Southeast Kentucky Audiology works with many patients who are experiencing dizziness, vertigo and imbalance. Patients can make an appointment for a balance evaluation and now the office has partnered with a physical therapist in Corbin who works with vestibular patients. Rogers explained that the physical therapist understands the diagnostics that Southeast Kentucky Audiology is able to provide and will provide treatments locally.
The clinic also has the only 3D ear scanner in Kentucky. It is useful for patients who need custom hearing aid pieces. It can also help for custom hearing protection for people who shoot guns or those who work in loud environments.
The Earigator is another device used frequently in the office. It removes ear wax quickly and painlessly as it is specifically designed for cleaning out the ear.
The clinic also works with patients who need cochlear implants. Although they do not do the surgery in their office, they do pre- and post-evaluations and help their patients throughout the process of getting the implants.
Southeast Kentucky Audiology uses the Cognivue to screen for cognitive decline as untreated hearing loss has been linked to a higher risk of cognitive decline. Rogers noted that a 20-year study showed that hearing loss was the greatest modifiable risk factor that leads to dementia.
Cognivue tests five areas of cognition, and Rogers and her staff use it as a tool to help counsel patients on why they should get hearing aids or if they need further consultation with a doctor. Rogers said that if patients do get hearing aids after screening with the Cognivue, they will retest with the device six months later and most of their patients see improvement in at least one cognition area.

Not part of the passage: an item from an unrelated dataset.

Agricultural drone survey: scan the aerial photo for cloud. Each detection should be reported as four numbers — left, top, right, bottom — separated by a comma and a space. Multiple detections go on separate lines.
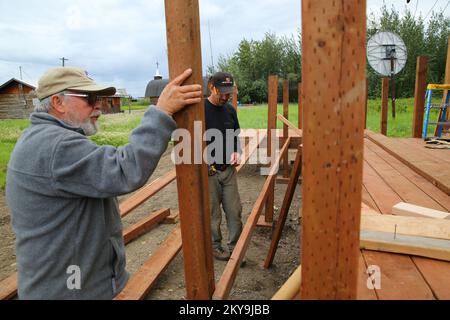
0, 0, 445, 96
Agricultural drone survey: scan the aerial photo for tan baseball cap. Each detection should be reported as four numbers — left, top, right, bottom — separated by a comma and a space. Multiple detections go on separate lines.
36, 68, 116, 100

Rogers knows that a lot of people are hesitant to have their hearing screened because they don’t think they can afford hearing aids anyway.
“We feel very strongly that our job here is to educate patients and help them understand what all of the options are,” she said. “Coming in and talking to us and knowing what is available to them is only going to help them in the long run. If they don’t want to move forward with hearing aids at that time for whatever reason, that’s totally fine, but at least they have the information.”
Rogers said most people don’t know that there are options for purchasing hearing aids or insurance coverage for them.
“A lot of people that have Medicare have some type of hearing aid benefit,” she said, also noting that if people are working, there is a program they can go through to get hearing aids as well.
“But for our patients that don’t have any other means, there are low-cost options and financing options,” Rogers said. “We really do try to work with all our patients to get them what they need.”